It’s quite exciting to realise that I’m now drawing ever closer to having completed my read of the lovely Penguin Moderns box set which I’ve been making my way through since 2018! I’m now up to books 45 and 46 of 50, and both are by authors I’ve read before. Each of these Moderns was a treasure in its own right, despite the differences in the authors and settings, and in both cases I knew I was in the hands of a master storyteller.

Penguin Modern 45 – The Haunted Boy by Carson McCullers

McCullers needs no introduction here, and I know I’ve read at least one of her works “The Ballad of the Sad Cafe”; that was well pre-blog, and I suspect I no longer have my copy, but interestingly two of the stories featured in this Modern were in that collection. Needless to say, I could remember nothing…

The three stories are the title one, The Sojourner and A Domestic Dilemma (it’s the latter two which feature in “Sad Cafe”). McCullers’ work is described as Southern Gothic and certainly there’s a darkness at the heart of all of these tales. The opener features a young boy who is nervous about going home on his own after school; he insists a friend comes with him, trying to hide his anxiety, and only gradually does the story reveal the reasons for his concerns and past events which have caused this. In “The Sojourner”, a man encounters his ex-wife and her new husband plus their child, and reviews his life and the direction he’s taken. And “A Domestic Dilemma” explores the problems faced by a family with young children when the mother takes to drink.

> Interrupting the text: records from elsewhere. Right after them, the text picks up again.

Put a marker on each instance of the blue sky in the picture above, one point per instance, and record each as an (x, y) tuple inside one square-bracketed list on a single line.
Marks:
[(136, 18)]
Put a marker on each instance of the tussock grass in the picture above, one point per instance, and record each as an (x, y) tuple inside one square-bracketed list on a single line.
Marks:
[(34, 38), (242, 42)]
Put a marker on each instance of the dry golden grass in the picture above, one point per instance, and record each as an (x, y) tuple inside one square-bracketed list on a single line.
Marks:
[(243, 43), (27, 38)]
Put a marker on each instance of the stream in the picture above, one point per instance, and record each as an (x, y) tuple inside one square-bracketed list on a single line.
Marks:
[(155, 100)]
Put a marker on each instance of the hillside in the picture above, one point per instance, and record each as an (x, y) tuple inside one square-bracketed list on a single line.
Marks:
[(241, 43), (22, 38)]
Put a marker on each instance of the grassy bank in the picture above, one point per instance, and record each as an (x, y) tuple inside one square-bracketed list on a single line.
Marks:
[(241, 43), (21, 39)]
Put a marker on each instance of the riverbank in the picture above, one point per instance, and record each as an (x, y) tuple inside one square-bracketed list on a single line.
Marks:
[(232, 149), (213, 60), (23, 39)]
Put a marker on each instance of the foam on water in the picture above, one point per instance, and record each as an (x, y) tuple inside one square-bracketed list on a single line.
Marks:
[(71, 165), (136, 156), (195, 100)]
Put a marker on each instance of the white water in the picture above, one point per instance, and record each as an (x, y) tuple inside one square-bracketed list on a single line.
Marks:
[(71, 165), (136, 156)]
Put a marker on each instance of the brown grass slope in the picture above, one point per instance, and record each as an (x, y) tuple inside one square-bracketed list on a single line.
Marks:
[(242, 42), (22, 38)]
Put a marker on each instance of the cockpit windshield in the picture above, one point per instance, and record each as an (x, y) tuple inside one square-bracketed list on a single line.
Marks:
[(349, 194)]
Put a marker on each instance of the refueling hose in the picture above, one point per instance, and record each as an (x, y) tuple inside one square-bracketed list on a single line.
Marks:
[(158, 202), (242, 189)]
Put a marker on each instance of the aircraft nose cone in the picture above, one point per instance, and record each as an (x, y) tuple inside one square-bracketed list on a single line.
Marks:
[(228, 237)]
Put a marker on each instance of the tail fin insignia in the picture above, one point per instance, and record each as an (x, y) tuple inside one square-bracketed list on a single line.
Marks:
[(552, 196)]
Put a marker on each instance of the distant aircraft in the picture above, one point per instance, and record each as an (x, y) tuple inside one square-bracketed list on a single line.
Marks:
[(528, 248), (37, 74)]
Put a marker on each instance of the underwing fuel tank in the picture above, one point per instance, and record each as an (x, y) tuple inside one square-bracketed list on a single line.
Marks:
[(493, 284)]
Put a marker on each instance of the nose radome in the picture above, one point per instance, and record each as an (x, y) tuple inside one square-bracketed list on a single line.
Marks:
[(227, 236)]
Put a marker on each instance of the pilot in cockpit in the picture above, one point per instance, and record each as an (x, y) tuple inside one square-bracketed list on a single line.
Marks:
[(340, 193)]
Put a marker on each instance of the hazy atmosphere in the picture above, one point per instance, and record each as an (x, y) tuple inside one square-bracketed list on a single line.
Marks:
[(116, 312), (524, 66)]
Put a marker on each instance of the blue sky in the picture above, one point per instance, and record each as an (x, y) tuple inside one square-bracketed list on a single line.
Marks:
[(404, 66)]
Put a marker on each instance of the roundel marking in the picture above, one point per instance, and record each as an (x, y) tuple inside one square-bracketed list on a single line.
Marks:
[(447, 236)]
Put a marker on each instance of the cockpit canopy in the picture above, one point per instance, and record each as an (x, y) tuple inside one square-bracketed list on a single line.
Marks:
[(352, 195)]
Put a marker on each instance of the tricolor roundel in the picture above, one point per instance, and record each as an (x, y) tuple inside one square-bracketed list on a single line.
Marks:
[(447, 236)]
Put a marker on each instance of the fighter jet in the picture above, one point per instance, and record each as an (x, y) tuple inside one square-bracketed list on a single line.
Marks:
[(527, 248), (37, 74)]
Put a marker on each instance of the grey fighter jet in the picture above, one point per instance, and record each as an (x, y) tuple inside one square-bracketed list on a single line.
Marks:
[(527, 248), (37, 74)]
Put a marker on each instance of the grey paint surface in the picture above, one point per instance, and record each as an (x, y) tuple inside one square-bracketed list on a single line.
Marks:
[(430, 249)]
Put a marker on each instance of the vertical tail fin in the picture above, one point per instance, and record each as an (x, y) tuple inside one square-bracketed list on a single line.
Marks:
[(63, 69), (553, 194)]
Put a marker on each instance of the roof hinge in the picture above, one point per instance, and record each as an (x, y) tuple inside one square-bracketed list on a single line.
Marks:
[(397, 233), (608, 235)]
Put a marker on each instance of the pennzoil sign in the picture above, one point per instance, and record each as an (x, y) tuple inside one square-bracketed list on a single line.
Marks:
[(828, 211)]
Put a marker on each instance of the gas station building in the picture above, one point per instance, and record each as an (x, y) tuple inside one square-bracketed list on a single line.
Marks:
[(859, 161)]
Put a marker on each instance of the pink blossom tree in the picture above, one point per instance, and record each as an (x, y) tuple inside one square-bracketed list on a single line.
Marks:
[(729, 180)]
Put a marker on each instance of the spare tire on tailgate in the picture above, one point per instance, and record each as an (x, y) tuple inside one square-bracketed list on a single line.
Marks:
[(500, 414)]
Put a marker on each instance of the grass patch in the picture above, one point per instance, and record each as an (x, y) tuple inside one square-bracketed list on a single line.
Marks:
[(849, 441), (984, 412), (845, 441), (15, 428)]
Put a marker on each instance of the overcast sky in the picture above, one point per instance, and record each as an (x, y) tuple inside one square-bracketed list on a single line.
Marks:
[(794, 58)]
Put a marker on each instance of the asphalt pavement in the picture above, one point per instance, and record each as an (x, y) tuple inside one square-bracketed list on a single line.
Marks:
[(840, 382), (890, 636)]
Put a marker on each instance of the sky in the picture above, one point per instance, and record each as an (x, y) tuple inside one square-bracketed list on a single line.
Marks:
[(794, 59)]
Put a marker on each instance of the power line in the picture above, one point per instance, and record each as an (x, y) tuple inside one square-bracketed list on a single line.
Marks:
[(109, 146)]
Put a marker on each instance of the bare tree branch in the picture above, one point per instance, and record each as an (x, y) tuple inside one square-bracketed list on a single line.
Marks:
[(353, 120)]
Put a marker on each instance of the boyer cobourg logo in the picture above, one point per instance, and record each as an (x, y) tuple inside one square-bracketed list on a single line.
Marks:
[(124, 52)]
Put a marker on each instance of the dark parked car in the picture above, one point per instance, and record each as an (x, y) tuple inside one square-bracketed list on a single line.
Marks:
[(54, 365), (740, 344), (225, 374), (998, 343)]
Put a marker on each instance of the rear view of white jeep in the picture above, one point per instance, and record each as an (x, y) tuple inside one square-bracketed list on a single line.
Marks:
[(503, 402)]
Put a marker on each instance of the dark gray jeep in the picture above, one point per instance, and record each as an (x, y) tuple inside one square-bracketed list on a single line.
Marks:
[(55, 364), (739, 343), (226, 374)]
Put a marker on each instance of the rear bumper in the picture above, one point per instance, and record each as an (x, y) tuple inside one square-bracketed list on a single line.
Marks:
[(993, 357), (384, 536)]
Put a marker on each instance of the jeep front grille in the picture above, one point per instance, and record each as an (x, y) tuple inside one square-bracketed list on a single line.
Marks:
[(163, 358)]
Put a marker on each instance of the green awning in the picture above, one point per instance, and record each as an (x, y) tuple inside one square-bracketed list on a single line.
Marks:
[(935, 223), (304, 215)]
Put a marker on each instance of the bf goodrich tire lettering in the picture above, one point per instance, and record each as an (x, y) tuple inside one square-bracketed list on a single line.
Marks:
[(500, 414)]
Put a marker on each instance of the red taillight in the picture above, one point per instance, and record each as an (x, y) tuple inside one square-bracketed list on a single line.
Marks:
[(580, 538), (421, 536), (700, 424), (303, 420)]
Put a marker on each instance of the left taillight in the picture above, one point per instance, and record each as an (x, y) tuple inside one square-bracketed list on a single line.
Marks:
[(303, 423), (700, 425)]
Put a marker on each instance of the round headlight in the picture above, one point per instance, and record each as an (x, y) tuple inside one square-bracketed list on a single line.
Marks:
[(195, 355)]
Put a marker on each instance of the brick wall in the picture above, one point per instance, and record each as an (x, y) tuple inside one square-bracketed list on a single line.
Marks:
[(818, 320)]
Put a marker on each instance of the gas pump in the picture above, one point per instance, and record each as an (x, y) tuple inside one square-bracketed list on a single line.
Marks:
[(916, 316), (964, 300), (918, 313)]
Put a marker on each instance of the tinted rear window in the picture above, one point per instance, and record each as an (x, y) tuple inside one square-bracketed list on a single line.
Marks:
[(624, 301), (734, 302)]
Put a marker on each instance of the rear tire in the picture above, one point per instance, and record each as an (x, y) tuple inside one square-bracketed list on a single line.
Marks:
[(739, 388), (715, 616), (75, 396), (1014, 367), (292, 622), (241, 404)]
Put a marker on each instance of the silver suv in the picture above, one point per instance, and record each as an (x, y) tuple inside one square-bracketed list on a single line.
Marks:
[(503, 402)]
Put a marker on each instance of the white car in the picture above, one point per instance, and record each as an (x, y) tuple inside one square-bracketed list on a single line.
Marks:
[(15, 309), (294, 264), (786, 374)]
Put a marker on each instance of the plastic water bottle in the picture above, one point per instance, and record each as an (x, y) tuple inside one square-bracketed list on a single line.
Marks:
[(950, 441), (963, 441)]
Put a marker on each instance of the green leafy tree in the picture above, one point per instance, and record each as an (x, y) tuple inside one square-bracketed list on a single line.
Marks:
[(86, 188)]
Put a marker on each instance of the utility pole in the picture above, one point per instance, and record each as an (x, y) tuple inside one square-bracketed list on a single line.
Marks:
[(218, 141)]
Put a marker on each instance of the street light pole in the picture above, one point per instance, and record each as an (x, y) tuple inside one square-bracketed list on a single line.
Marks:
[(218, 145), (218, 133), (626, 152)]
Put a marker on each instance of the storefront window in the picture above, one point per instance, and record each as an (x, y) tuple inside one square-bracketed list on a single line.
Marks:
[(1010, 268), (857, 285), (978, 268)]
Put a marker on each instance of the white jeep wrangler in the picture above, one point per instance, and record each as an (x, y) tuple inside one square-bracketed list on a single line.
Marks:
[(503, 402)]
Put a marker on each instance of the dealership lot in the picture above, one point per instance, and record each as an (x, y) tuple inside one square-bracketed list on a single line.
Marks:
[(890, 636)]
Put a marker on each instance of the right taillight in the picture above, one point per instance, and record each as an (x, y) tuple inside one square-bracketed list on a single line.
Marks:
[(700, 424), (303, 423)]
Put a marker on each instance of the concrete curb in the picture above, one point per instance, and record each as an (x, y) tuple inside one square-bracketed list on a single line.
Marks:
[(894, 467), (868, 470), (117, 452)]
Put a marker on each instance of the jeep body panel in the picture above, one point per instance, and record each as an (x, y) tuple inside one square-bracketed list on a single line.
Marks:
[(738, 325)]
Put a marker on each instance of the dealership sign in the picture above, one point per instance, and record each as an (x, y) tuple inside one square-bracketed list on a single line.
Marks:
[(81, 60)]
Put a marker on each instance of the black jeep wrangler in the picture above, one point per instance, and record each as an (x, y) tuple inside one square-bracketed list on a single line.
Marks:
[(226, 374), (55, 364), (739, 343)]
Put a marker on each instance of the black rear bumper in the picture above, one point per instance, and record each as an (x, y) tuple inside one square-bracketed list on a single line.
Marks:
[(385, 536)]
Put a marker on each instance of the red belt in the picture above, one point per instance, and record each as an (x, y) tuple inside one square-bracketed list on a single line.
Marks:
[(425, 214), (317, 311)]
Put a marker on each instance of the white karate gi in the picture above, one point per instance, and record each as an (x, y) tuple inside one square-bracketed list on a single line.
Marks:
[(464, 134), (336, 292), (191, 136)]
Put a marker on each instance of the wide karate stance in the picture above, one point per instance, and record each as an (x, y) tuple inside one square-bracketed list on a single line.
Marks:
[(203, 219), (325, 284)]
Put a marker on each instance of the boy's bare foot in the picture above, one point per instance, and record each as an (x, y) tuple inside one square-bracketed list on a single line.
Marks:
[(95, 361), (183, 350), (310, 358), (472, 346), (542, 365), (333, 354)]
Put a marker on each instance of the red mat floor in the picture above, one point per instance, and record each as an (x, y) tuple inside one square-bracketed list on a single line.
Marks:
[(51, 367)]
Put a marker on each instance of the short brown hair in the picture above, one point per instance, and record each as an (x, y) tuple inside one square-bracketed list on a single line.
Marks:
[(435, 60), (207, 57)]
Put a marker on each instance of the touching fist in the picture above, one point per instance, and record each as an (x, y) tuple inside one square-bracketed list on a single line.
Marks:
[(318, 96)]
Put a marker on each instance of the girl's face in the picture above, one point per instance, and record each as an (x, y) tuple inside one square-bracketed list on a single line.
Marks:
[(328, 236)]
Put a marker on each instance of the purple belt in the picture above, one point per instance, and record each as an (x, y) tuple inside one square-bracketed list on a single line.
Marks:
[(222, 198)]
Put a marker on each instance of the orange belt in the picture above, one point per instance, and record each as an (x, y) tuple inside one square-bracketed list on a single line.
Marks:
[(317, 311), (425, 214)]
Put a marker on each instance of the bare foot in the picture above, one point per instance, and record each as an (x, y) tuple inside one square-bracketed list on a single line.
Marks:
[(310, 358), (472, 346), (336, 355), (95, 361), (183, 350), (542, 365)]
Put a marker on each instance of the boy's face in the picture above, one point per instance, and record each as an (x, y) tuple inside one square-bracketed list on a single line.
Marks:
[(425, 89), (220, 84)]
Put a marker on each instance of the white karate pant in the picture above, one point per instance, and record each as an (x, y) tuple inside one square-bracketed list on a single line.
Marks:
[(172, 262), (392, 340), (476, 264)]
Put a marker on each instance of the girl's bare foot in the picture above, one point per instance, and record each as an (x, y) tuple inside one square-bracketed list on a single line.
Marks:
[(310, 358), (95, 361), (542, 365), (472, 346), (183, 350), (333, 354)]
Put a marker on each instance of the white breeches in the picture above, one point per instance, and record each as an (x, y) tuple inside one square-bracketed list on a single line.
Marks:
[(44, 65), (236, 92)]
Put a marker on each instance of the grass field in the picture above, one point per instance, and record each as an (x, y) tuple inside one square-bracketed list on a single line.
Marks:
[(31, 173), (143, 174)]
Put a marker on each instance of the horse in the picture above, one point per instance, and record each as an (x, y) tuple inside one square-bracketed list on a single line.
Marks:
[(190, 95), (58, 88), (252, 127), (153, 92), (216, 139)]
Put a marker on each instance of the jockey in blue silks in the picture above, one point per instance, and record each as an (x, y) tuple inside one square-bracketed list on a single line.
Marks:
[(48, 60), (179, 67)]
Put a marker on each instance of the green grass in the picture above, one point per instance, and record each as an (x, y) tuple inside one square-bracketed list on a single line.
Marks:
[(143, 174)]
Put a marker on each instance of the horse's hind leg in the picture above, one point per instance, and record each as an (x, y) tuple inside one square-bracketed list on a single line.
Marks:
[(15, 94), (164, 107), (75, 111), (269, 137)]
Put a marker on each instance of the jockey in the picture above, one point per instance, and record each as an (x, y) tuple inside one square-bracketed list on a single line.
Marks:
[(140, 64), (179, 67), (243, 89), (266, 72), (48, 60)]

The twilight border between sleep and waking was a Roman one this morning: splashing fountains and arched, narrow streets, the golden lavish city of blossoms and age-soft stone. Sometimes in this semi-consciousness he sojourned again in Paris, or war German rubble, or Swiss ski-ing and a snow hotel… Rome it was this morning in the yearless region of dreams.

All three stories are powerful pieces of fiction, beautifully written and capturing the tensions of everyday life, the difficulties of keeping a family balanced and, I think, underlying much of these narratives is the emotional strain on women in holding things together and the toll being a mother can take. McCullers is a superb writer, her narrative sympathetically negotiating the complexities of love, life, sorrows and the choices we make, and I suspect I didn’t appreciate her work enough when I first read it. Definitely an author I need to revisit!

Penguin Modern 46 – The Garden of Forking Paths by Jorge Luis Borges

Again, Borges needs no introduction; a much-loved favourite of mine, he’s featured many times on the Ramblings as I gradually read my way through his collection fictions (as well as a number of side projects!) Modern 46 draw five stories from his collected short stories; the title one, considered his best by many, as well as The Book of Sand, The Circular Ruins, On Exactitude in Science and Death and the Compass. Of these, I have read three before, but not Sand or Exactitude; however, I’m always happy to read and re-read any Borges so this Modern was, of course, a great pleasure.

Beneath English trees I meditated on that lost maze: I imagined it inviolate and perfect at the secret crest of a mountain; I imagined it erased by rice fields or beneath the water; I imagined it infinite, no longer composed of octagonal kiosks and returning paths, but the rivers and provinces and kingdoms… I thought of a labyrinth of labyrinths, one sinuous spreading labyrinth that would encompass the past and the future and in some way involved the stars.

What to say specifically? Forking Paths is a most compelling story with a very clever and unexpected end; Sand was a particular joy, exploring as it does a very singular kind of book; Circular has a mythological bent; Exactitude is a short piece riffing on maps; and Compass is a quite brilliant kind of detective story (although with much, much more to it than that) which again twists brilliantly at the end.

As you might guess, these stories are just magnificent, and actually this little Modern would be a great way to give Borges a try and see what you thought of him. He creates a world of his own, full of strange mythologies, labyrinths and twisted tales of detecting and they have a flavour all of their own, unlike any other author I can name. The stories here are translated by Donald A. Yates, Andrew Hurley and James E. Irby, and I salute them! Happily, I still have some collections remaining unread in my chunky big volume of all his short stories (including the “Book of Sand” collection); plenty more Borges to come then, but in the meantime this Modern was a lovely treat!

*****

As you can see, I loved both of these Moderns; despite the different settings, subject matter and style of the authors, they were both completely in control of their narratives and created some unforgettable stories, settings and characters. In many ways, I shall be sad to come to an end of my reading of the Penguin Modern box set – these little books have been such a joy!